# My Thursday Night...



## rawr (12 Mar 2010)

I just thought I'd share this, no point to it really but it's quite stupid and funny.

I'm actually visually impared but that's a whole other story. I've got glasses that I wear sometimes and have always been against contact lenses because I never liked the idea of just sticking them in my eye. But for some reason a few weeks ago I thought why not, so booked an appointment at Specsavers to try them out.

So anyway, they checked the health etc and put some contact lenses in. To cut a long story short, I was quite nervous about it and fainted. The poor opticianist looked so scared but I felt fine afterwards.  So I got booked in for a 'teach' so they could teach me how to put them in etc. 

So I went for two teaches, the first time able to get a lense in the right eye but not the left. The second I got them in both eyes about five times and we both agreed that I could take some home for a trial. I could get them out easily enogh. This was yesterday (Wednesday) and I left wearing some, took them out a couple of hours later with no difficulty and all was fine. 

I thought they were amazing, you just stick them in and they improved yoru eyesight.

So earlier today I put some in before work. I say 'put them in', I'm sure the right lense went in but not so sure about the left lense, it kinda got stuck on my eyelash but I'm pretty sure that one went in too. At least one or both were in anyway because I could see a lot better. Off I went to work and all was fine as far as I was concerned.

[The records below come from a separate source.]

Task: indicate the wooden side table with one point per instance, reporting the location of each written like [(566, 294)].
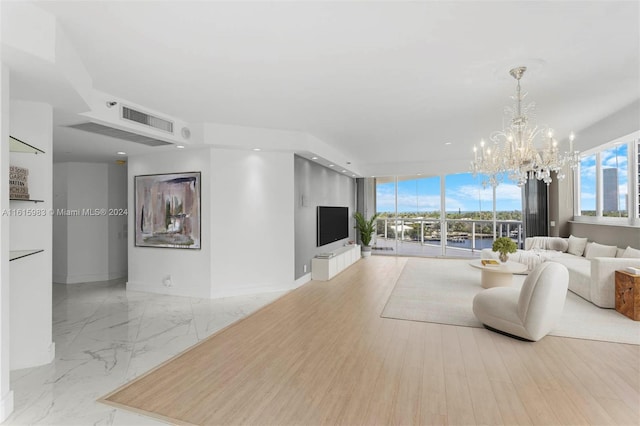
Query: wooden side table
[(628, 294)]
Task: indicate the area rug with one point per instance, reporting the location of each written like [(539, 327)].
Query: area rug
[(442, 291)]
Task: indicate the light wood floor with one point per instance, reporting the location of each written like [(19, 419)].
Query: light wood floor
[(323, 355)]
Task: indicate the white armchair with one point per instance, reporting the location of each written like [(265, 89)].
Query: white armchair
[(529, 313)]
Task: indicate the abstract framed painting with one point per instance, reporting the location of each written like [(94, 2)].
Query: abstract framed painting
[(167, 210)]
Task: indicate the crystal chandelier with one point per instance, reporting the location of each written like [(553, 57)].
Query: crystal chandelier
[(513, 150)]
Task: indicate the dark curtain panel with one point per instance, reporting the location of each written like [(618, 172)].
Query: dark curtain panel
[(536, 208)]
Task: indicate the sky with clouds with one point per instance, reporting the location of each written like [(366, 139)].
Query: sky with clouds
[(614, 157), (463, 193)]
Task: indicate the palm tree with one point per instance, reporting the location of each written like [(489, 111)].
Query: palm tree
[(365, 227)]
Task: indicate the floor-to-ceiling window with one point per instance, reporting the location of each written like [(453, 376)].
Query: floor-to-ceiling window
[(449, 215), (409, 209), (608, 179)]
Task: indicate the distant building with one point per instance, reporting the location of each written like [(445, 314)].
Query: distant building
[(610, 189)]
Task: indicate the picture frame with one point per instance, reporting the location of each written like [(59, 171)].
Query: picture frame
[(167, 210)]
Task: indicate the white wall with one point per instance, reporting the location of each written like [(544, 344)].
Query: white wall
[(189, 269), (30, 277), (247, 221), (252, 222), (89, 247), (60, 229), (6, 394), (117, 223)]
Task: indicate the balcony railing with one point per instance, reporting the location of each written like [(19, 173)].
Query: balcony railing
[(464, 234)]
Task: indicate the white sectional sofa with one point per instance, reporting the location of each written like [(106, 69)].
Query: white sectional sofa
[(591, 265)]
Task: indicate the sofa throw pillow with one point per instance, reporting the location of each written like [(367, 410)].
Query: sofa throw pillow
[(576, 245), (558, 244), (599, 250), (631, 253)]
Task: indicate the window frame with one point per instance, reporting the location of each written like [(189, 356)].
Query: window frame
[(632, 141)]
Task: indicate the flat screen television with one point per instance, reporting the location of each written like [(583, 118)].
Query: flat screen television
[(332, 224)]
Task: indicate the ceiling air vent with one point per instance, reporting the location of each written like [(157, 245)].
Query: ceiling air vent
[(147, 119), (118, 134)]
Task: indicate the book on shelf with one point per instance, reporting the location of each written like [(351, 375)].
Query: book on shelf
[(632, 270)]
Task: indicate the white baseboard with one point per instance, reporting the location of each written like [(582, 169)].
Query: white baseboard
[(88, 278), (218, 293), (302, 280), (173, 291), (6, 406)]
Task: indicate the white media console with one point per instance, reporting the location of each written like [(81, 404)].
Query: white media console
[(323, 269)]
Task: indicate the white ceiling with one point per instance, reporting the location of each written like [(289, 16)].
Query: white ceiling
[(387, 83)]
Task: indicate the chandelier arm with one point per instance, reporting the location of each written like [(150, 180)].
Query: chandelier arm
[(513, 151)]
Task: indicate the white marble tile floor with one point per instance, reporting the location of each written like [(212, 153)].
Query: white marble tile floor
[(105, 336)]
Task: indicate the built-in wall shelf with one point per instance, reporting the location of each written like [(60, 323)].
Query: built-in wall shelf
[(16, 145), (19, 254), (28, 200)]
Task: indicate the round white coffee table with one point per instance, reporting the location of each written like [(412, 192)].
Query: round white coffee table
[(498, 275)]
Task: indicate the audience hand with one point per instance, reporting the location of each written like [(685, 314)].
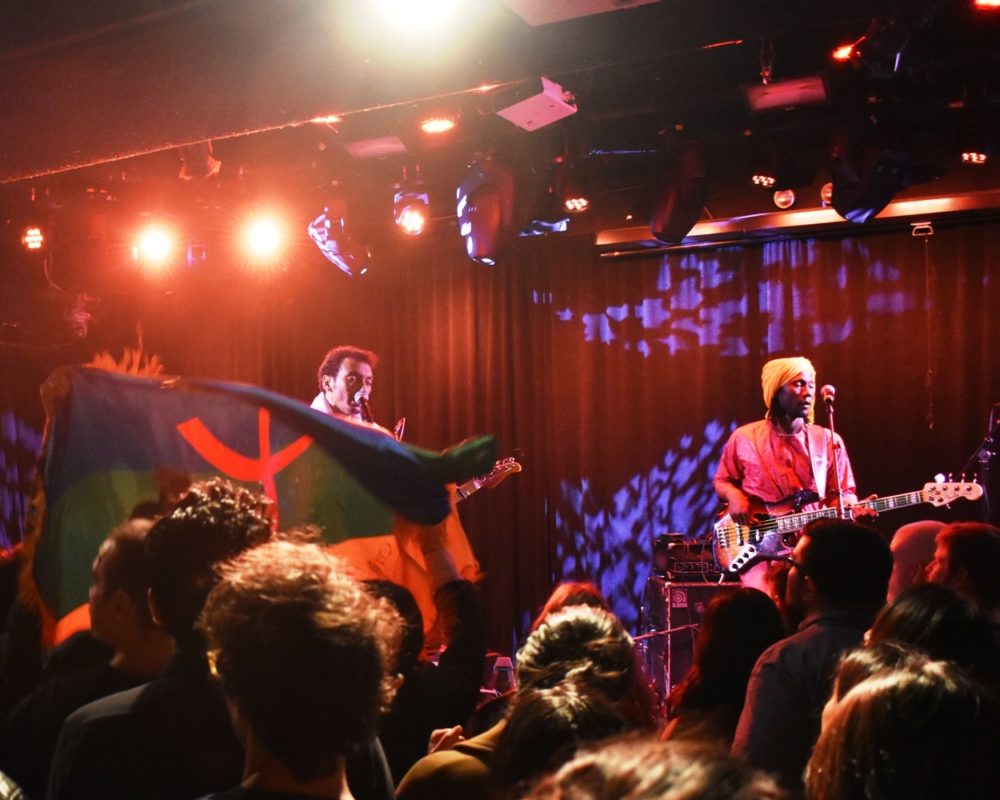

When I got home earlier tonight I tried to take them out but I just couldn't for the life of me, which I thought was weird because I had no trouble getting them out beforehand. Anyway, I don't remember at any point physically seeing them out of my eye but they must have come out because I could see just as well as I always could without any lense or glasses. 

I was really worried though because like I said, I never physically saw them out. The optician told me not to sleep in them because she fell asleep with hers in for ten minutes before, woke up, couldn't see a thing and they were all shrivelled up. She cut her eye the day before and apparently when you sleep the eye repairs itself. Her lense had partly healed in her eye whilst she was sleeping. Doesn't sound too nice and I didn't want that happening to me. You are also only supposed to keep them in for ten hours and the tength hour was nearing. 

As I said I was really worried after hearing that so I went to A&E. I was so sure they were out (somehow) because I couldn't see as well but at this point didn't know what was going on because I was tired etc. So after a four hour wait I saw the Triage nurse who looked in my eye and said she couldn't see anything in my eye apart from the fact it was pretty scratched up with me trying to get a non-existent lense out. 

So that was my Thursday night  I feel really stupid about it really but I was so worried. I'm pretty worried about going to sleep now actually even though she assured me they were out.

As much as I loved wearing the things, I'm debating whether to throw the rest away in the morning. i can't be having that!


----------



## Lisa_Perry75 (12 Mar 2010)

Awww  That sounds really horrible! My dad didnt get on with contacts. But I do know several people who have had laser eye surgery. It may be rather expensive (Â£4000) but my workmate says the best money she ever spent. I know you can get it cheaper, but with something as important as your sight you can't really skimp.


----------



## paul.in.kendal (12 Mar 2010)

The choice is yours, of course, Thomas, but I'd say it might be worth a bit of perseverence.  I've worn lenses for years, and allthough they're not perfect they're a sight better (pun intended!) than specs - for me at least.  I certainly wouldn't give up when you haven't really given yourself a chance to get acquainted with them.  Laser treatment is another thing entirely - I'd love to give it a go, but don't think the success rate is high enough yet.


----------



## rawr (12 Mar 2010)

I'm totally up for giving them anoter go, they're much better than glasses in my opinion but just don't like the idea of thinking they're still in/trying to get them out etc etc. I'm definately goin to try them again anyway.


----------



## Steve Smith (12 Mar 2010)

A mate of mine some years back went to try out contacts at an optitions and had a similar experience.  The optician placed a contact in and my mate instantly fainted.  I think they put it down to low blood pressure.  Certainly gave the guy a fright!


----------



## andyh (12 Mar 2010)

There is always lots of rumors around contacts, you can actually get lenses you can sleep in nowadays so that could something for you to consider.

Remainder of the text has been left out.